Professor Susan Bewley, Professor Emeritus of Obstetrics and Women's Health at King’s, said: “What the public does not know is that many healthcare professionals will think inaccurate birthing practices depicted on popular shows like Call the Midwife are current and correct when that is not the case. By clamping the cord early, professionals are preventing the baby from receiving valuable nutrients that are essential for its early health and survival.
“Clamping the cord early is the equivalent of suddenly removing two to three pints of an adult’s blood volume or 20-30% of a baby’s blood supply, and yet this is being dramatised on the programme Call the Midwife as historic safe practice. But mothers need to be aware that early cord clamping isn’t and shouldn’t be experienced as normal.”– Professor Susan Bewley, Professor Emeritus of Obstetrics and Women's Health at King’s
This call follows from previously published research, where academics from King’s and the University of Liverpool analysed more than 80 episodes of televised births from three UK popular fictional and reality TV programmes (BBC’s Call The Midwife, This Is Going To Hurt and Channel 4’s One Born Every Minute), to see how they compare to modern guidelines by the National Institute for Health and Care Excellence (NICE).
In the letter published in the BMJ and highlighted as letter of the week, Professor Bewley and fellow authors found additional inaccuracies in recent episodes of Call the Midwife, prompting a renewed call for safety warnings in the programme.
“Whilst the series promotes many public health policies which were introduced at the time, I would encourage the authors to create story lines which would naturally allow to wait for at least one minute before clamping and cutting the umbilical cord. This would provide the newborn babies with much needed iron rich own cord blood.”– Professor Heike Rabe, Professor of Perinatal Medicine and Honorary Consultant Neonatologist at Brighton and Sussex Medical School
The letter addressed the concern of normalising the practise of delaying umbilical cord clamping and stated:
It’s hard to imagine a reasonable justification for cutting off a baby’s continuing blood supply—yet this is normalised on television. The BBC did not answer freedom of information questions on the grounds that if the information requested was held it would be for the purposes of “art, journalism, or literature” and said that it was not obliged to disclose this type of information. The BBC has also defended the drama as “highly accurate” in the press.

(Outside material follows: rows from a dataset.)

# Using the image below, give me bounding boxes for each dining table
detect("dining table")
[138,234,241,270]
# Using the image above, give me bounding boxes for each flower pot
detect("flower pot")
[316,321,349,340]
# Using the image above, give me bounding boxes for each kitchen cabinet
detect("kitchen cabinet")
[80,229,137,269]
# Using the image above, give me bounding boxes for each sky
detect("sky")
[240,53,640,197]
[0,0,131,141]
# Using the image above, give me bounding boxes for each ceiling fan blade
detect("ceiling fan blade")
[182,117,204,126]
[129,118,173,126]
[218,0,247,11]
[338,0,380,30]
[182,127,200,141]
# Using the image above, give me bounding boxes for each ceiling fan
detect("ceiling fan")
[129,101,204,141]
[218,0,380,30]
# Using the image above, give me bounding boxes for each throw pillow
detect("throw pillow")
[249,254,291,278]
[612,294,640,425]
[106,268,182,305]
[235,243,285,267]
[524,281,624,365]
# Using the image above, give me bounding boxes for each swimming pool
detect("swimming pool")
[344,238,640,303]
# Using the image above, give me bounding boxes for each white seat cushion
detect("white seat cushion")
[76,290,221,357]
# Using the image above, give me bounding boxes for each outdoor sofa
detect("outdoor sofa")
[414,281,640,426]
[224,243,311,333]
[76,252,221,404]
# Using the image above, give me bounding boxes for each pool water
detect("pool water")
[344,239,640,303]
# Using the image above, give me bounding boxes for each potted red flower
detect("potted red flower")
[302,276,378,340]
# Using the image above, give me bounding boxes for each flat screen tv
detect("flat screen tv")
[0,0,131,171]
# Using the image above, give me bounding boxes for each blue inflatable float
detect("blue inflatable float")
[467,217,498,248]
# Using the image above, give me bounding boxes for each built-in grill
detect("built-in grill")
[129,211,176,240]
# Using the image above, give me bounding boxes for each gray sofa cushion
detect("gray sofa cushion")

Amanda Burleigh, midwife and founder of #Waitforwhite, said:
“There’s no doubt that Call the midwife is an exceptionally popular television series watched by audiences which include parents, parents to be, midwives and midwives to be. The power of this program is in its ability to educate and enlighten, but instead portrays a harmful practice which is out of character with the time period and has the potential to misinform and manipulate audiences into thinking early clamping is safe, which it most certainly is not.
"Historically, early cord clamping was introduced in the late 1970’s, but research shows this is harmful to the newborn due to depriving baby of approximately one third of their intended blood volume. The BBC programme is missing a wonderful opportunity to educate their audience on best practice which ideally shows no clamping of the cord and a natural (and beautiful) transition of baby from uterine to extra uterine life.”